NADINE STROSSEN: I think that they are all quite predictable, including Justices O'Connor and Kennedy, being predictable in their unpredictability. They are the crucial swing votes. In terms of free speech, I think it's important to stress, as an example, that conservative and liberal are meaningless terms. Some of the strongest free speech supporters are some of the most conservative justices politically.
MARGARET WARNER: Doug Kmiec, on this point - you already said you thought it was unpredictable, but...
DOUGLAS KMIEC: I think some Justices have crossed over. I mean one can find Justice Breyer taking a number of conservative positions, and I think you have to know Chief Justice Rehnquist wrote the Miranda decision, even though he was an opponent of Miranda for many years. I do have to disagree briefly, Margaret with something that was earlier said, and that is that the abortion case was a substantial break in part because Justice Kennedy, who signed on to the Casey opinion that had more or less struck a truce in the abortion area, dissented because he thought there was a common-sense distinction that could be made between early abortions and late-term abortions, between removing the cells of a child at the early state of a pregnancy and killing the child late, so that's a case that can't be overlooked.

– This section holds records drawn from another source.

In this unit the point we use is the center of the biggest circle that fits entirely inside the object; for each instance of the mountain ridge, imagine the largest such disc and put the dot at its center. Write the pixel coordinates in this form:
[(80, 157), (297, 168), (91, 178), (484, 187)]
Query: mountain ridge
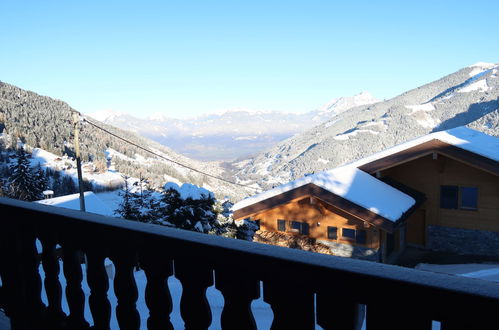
[(469, 96), (229, 134)]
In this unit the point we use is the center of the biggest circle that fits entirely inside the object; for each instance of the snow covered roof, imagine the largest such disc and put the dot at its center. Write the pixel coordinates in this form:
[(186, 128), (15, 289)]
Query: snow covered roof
[(351, 184), (461, 137), (92, 203)]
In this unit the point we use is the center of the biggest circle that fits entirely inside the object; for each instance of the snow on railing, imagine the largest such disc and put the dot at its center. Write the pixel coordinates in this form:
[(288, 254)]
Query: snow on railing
[(304, 289)]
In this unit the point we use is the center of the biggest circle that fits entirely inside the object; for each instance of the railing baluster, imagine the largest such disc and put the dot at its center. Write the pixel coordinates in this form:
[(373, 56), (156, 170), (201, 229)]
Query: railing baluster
[(335, 313), (239, 290), (30, 277), (195, 277), (8, 269), (157, 294), (53, 289), (293, 306), (99, 285), (125, 289), (407, 315), (72, 259)]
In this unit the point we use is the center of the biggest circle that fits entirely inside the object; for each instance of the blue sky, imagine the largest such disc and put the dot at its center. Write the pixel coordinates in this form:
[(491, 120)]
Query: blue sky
[(185, 58)]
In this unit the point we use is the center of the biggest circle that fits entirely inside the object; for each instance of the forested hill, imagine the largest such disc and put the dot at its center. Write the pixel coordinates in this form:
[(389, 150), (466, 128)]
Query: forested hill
[(46, 123), (469, 96)]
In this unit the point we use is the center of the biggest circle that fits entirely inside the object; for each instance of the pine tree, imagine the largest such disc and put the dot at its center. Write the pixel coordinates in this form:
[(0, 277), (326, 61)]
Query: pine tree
[(172, 209), (22, 182), (129, 207), (41, 181)]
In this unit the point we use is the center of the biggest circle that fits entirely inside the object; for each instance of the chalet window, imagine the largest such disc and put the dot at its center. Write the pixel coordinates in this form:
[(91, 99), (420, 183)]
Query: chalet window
[(299, 227), (455, 197), (469, 198), (305, 230), (296, 226), (359, 236), (281, 225), (332, 232), (347, 233), (449, 197)]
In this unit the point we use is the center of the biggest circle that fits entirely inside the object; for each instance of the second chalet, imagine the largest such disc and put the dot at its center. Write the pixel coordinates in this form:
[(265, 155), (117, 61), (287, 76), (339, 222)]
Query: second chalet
[(440, 191)]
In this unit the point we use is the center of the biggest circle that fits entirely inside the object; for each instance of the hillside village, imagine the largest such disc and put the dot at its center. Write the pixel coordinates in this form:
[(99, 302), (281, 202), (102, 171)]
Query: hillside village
[(411, 199)]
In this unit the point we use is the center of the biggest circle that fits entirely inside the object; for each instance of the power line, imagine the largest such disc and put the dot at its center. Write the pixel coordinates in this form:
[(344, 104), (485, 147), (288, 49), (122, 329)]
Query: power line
[(165, 158)]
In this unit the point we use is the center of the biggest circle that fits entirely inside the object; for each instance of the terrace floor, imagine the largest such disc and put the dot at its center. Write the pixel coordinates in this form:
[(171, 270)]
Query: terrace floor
[(413, 256)]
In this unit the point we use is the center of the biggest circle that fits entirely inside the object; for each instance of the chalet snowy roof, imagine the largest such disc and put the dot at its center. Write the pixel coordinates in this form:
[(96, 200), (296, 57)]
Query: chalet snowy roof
[(351, 184), (92, 203), (461, 137)]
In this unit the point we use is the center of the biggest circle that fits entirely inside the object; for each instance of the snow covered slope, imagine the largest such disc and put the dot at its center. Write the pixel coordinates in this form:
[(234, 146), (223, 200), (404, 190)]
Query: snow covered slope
[(469, 96), (229, 134)]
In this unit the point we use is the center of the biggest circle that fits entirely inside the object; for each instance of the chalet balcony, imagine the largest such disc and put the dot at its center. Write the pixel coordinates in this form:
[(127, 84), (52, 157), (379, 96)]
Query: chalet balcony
[(305, 290)]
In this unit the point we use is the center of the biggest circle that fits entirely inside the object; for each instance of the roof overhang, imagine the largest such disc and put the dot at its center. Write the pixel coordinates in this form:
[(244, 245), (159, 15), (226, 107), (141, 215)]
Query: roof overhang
[(330, 198), (472, 159)]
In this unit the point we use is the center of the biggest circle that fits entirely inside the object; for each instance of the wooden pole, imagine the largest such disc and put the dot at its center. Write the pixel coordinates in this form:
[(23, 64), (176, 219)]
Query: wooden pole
[(76, 123)]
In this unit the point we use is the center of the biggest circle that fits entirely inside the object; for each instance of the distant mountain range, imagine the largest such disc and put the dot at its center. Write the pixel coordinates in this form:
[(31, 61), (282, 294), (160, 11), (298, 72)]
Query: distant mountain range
[(237, 133), (46, 123), (342, 131), (469, 96)]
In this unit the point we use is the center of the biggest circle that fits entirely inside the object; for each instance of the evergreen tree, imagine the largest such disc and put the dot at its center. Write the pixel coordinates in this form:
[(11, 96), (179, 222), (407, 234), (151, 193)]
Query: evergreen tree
[(41, 181), (68, 185), (22, 181), (172, 209), (129, 207)]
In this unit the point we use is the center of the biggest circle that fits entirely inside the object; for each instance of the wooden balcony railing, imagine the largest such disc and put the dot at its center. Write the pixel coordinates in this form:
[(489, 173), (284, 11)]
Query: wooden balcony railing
[(304, 289)]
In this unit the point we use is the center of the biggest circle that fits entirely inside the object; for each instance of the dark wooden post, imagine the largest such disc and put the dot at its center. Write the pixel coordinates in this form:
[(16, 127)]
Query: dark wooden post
[(99, 284), (239, 289), (125, 289), (195, 276), (50, 262), (74, 293), (157, 295), (293, 306), (29, 277), (338, 312)]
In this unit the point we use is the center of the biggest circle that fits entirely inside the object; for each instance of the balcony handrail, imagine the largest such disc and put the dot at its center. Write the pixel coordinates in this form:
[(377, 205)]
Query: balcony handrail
[(287, 274)]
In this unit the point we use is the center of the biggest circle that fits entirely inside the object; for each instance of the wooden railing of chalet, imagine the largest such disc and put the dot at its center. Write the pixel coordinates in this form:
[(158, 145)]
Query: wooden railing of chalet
[(303, 288)]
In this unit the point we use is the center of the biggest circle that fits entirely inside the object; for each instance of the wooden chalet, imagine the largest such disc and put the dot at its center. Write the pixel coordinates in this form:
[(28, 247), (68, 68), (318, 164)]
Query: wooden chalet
[(452, 176)]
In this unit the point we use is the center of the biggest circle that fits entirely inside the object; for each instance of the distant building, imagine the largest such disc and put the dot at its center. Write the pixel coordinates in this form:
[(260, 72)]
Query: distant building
[(452, 178)]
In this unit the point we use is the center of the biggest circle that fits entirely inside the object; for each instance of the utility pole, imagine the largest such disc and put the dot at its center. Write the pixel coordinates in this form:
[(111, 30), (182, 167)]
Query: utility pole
[(76, 123)]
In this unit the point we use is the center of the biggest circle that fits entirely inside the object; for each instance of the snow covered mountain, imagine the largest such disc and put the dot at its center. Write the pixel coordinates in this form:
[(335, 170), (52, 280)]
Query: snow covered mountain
[(46, 124), (230, 134), (469, 96)]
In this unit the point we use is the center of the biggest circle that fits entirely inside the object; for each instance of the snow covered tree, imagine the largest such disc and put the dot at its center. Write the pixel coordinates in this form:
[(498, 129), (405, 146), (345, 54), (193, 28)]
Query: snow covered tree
[(21, 184), (41, 181), (226, 226), (129, 207)]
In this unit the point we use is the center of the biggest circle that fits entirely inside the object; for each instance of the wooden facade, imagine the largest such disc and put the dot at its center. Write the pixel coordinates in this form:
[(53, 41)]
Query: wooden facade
[(459, 189), (428, 174), (322, 222)]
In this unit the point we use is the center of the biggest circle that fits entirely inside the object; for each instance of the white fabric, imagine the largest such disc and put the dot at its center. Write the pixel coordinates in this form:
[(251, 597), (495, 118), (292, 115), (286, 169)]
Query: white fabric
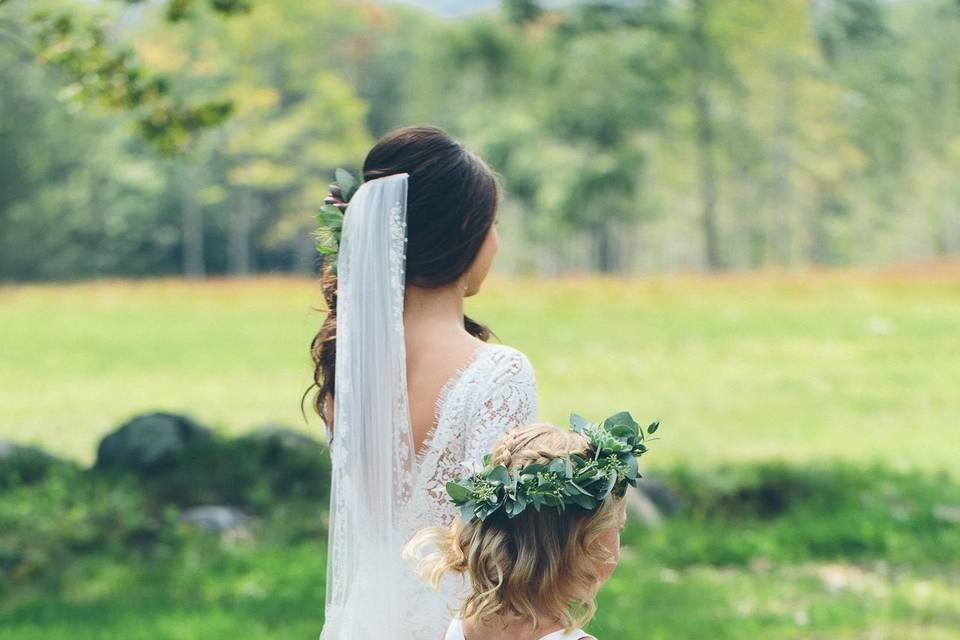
[(495, 392), (371, 443), (455, 632), (380, 493)]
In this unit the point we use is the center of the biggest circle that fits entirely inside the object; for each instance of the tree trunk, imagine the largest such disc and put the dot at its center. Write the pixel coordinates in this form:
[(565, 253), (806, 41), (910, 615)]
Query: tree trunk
[(781, 232), (241, 223), (707, 172), (194, 264), (306, 258), (605, 249)]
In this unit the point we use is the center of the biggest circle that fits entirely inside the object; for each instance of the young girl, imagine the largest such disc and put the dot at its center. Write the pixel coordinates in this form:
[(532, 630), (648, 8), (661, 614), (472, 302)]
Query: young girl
[(540, 531)]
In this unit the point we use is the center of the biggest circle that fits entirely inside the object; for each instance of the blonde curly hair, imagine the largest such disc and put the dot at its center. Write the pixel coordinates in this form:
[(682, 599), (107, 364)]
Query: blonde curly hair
[(539, 564)]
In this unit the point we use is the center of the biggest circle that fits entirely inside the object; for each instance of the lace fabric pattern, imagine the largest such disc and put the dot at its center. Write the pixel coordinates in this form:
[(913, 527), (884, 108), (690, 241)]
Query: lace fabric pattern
[(495, 392)]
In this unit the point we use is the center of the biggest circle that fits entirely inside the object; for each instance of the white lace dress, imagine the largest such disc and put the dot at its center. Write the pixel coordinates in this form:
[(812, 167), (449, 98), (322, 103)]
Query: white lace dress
[(455, 632), (494, 392)]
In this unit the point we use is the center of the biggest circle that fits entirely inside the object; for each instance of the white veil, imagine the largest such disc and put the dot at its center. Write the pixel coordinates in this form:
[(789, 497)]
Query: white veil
[(372, 445)]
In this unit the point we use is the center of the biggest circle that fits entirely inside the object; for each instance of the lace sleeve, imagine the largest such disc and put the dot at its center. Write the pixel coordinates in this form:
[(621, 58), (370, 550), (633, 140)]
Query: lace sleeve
[(508, 399)]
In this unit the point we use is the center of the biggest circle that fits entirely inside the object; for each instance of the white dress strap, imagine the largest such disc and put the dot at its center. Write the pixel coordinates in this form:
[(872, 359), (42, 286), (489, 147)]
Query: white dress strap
[(576, 634), (455, 630)]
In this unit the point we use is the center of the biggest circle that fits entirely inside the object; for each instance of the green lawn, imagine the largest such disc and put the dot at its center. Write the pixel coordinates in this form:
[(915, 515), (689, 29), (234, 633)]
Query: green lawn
[(844, 370), (858, 367)]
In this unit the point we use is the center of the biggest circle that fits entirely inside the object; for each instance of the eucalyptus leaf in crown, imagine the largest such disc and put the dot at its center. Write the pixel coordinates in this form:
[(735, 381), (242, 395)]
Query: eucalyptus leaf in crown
[(330, 219), (584, 481)]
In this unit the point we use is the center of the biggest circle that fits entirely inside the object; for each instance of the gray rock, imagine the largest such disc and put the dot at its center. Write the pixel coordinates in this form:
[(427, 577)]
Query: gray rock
[(284, 437), (661, 494), (218, 519), (20, 464), (149, 441)]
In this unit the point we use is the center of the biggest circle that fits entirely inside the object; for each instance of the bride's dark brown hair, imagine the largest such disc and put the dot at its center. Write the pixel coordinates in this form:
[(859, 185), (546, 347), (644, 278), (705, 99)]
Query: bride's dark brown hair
[(452, 199)]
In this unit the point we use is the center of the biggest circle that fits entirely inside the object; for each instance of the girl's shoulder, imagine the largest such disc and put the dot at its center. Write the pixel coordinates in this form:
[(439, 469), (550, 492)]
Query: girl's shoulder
[(576, 634), (504, 361)]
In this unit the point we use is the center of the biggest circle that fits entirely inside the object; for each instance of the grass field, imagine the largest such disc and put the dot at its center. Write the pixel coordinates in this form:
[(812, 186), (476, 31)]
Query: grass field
[(837, 365), (844, 369)]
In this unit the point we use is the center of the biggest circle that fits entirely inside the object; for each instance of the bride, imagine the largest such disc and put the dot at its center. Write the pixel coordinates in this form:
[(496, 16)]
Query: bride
[(408, 386)]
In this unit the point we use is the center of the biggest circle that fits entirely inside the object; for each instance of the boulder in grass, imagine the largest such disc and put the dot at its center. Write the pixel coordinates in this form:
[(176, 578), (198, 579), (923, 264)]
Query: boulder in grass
[(151, 441), (20, 464), (226, 521), (281, 437)]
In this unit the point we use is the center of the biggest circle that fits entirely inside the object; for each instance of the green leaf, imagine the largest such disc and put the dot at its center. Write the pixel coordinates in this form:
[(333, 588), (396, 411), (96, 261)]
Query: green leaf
[(578, 423), (457, 492), (618, 419), (499, 474), (467, 511), (347, 183), (329, 216)]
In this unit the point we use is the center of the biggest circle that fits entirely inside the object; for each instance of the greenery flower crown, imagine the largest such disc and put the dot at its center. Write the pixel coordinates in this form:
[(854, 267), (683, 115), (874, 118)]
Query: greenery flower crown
[(578, 480), (330, 218)]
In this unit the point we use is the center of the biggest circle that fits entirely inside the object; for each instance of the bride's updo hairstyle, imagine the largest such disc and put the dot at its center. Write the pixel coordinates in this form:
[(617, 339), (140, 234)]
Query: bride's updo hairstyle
[(539, 563), (452, 198)]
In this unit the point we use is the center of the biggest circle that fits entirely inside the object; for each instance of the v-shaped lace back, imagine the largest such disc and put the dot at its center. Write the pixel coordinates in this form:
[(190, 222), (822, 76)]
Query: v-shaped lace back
[(493, 393), (455, 632)]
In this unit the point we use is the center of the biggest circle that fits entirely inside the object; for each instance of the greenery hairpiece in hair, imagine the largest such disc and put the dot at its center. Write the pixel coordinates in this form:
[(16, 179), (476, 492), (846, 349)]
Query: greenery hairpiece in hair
[(581, 480), (330, 219)]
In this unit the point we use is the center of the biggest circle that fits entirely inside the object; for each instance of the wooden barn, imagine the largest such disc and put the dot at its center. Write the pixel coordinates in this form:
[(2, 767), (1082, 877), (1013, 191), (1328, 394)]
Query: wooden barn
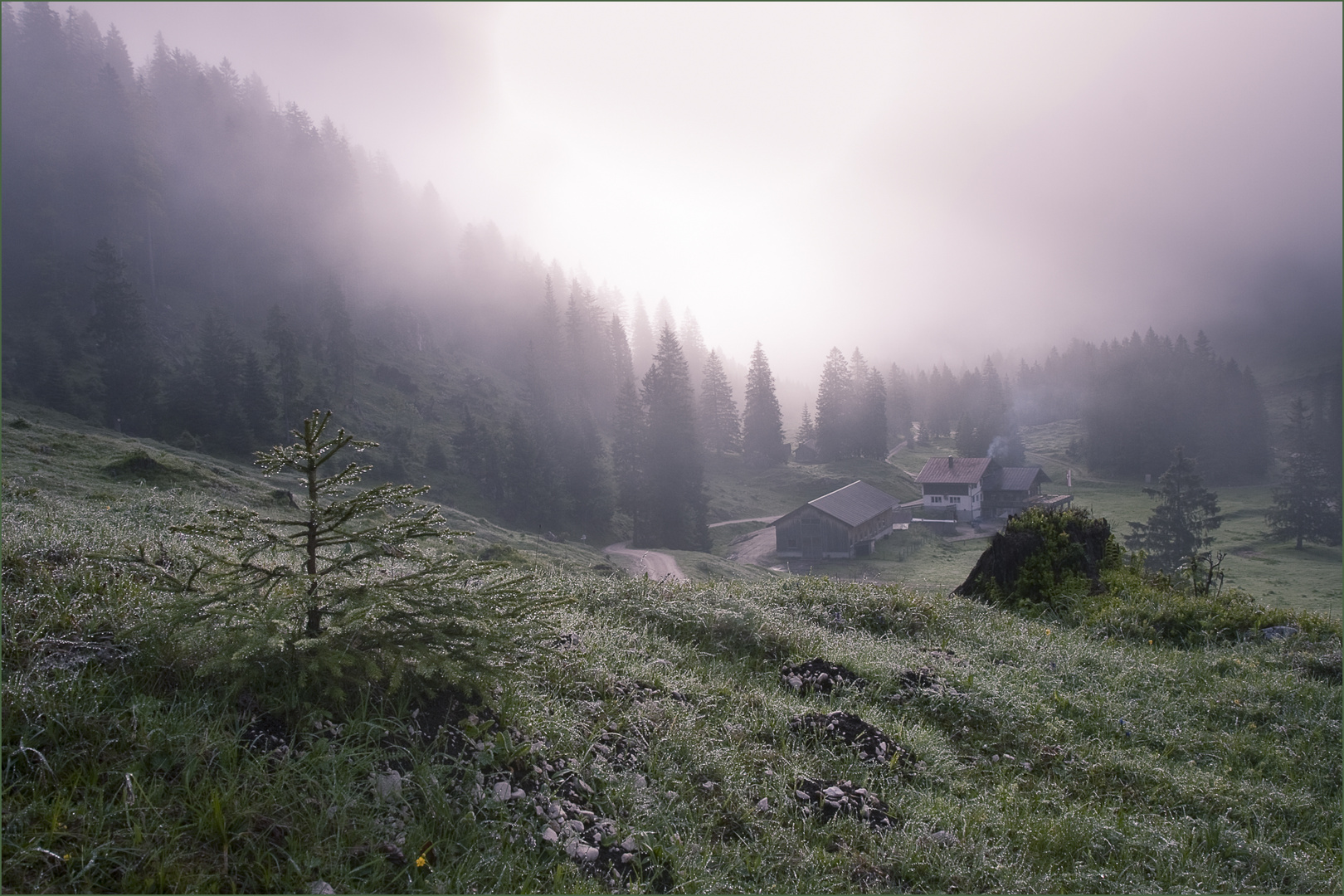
[(845, 523)]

MARGARET WARNER: All right, John Yoo on this point?
JOHN YOO: Well, I think you see two hard camps. You have the Chief Justice Scalia and Thomas who commonly vote together, and you have the four liberals, the two Clinton appointees and Stevens and Souter, and the Court's outcomes are primarily determined by Justices Kennedy and O'Connor and I think that's the way they like it because they're both very much common-law judges who like to decide cases on the facts before them. And so in that respect, it's the moderate's Court.
MARGARET WARNER: The moderate's Court, Larry Tribe?
LAURENCE TRIBE: I think it's been oversimplified a bit. I think that the supposed swing votes of Kennedy and O'Connor are beginning to split way part in many case and more and more often you find justice Thomas to the left of Justice Breyer. So rather happily, the Court is not a bunch of robots who act in the way you might expect of pre-programmed political entities. And that I think is a good development.
MARGARET WARNER: All right, well, professors, l four, thank you all.